This study investigates the impact of covering order on the total cost in the min-sum set cover problem and its deviation from the classical set cover size. Focusing on hypergraphs and graphs, the work optimizes vertex ordering to prioritize early edge coverage, integrating combinatorial optimization, parameterized algorithms, and hypergraph analysis. It establishes the first upper bound of τ log₂|E| on the ordered cover cost for general hypergraphs and improves the known bound for graphs to 2τ log₂τ. Furthermore, the paper constructs graph instances demonstrating a lower bound of Ω(τ log τ / log log τ) and presents a fixed-parameter tractable algorithm for bounded-rank hypergraphs.

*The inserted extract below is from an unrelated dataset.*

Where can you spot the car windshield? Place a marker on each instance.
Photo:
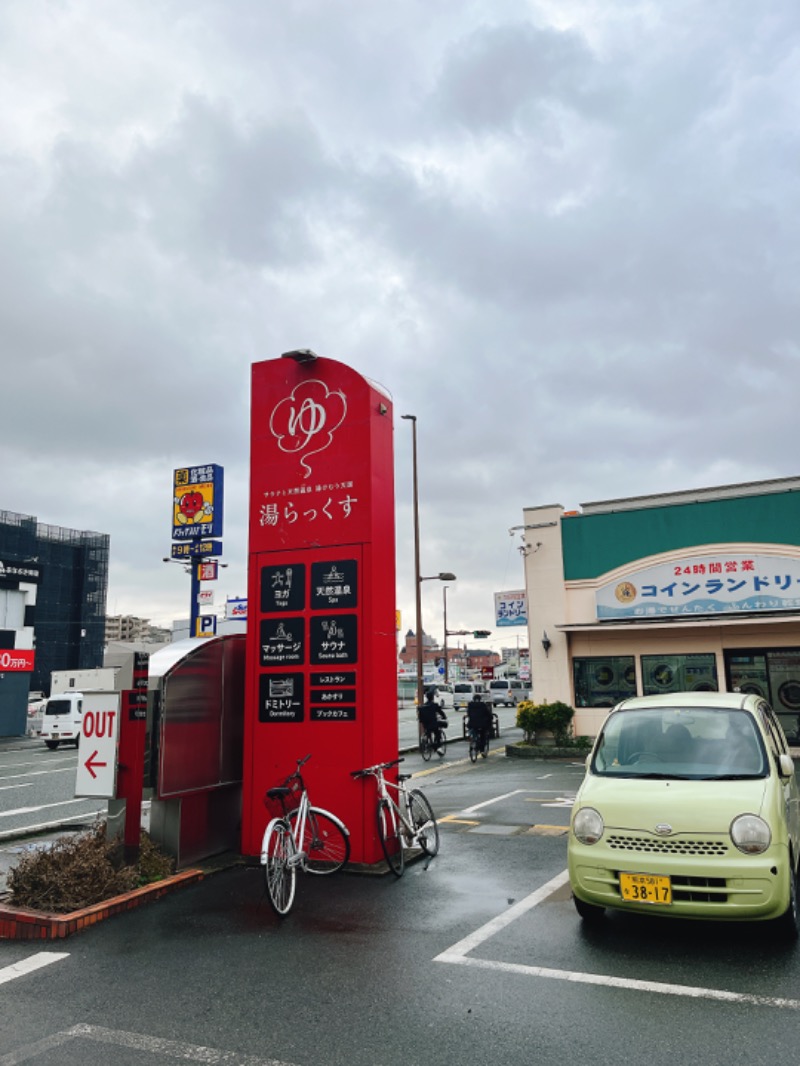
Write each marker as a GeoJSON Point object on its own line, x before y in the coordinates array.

A set cover of a hypergraph $H$ is a set of vertices intersecting every hyperedge. In the minimum sum set cover problem, vertices are selected one by one; each edge pays the position of the first vertex that hits it, and the objective is to minimize the total cost. When $H$ is a graph, this is the minimum sum vertex cover problem. A solution is specified by a set cover $S$ together with an ordering of its vertices. While the classical set cover problem seeks to minimize $|S|$, the minimum sum variant favors covering many edges early and may prefer larger covers. This motivates a natural question: how large can the gap between~$\overrightarrowτ$ and $τ$ be? We prove an upper bound $\overrightarrowτ \le τ\log_{2} \lvert E(H)\rvert$, and show that for any positive~$n$, there exists a hypergraph $H$ on $n + 3$ vertices with $τ=3$ and $\overrightarrowτ=n$. For graphs, we obtain stronger bounds: we prove~$\overrightarrowτ \le 2τ\log_{2} τ$, improving the bound of Liu et al.\ [Theor. Comput. Sci., 2025], and we construct graphs with~$\overrightarrowτ = Ω\left( \frac{τ\log τ}{\log\log τ}\right)$, nearly matching this upper bound. On the algorithmic side, we show that minimum sum set cover is fixed-parameter tractable on bounded-rank hypergraphs, parameterized by~$\overrightarrowτ$, extending the algorithm of Liu et al.\ for graphs (i.e., rank-two hypergraphs).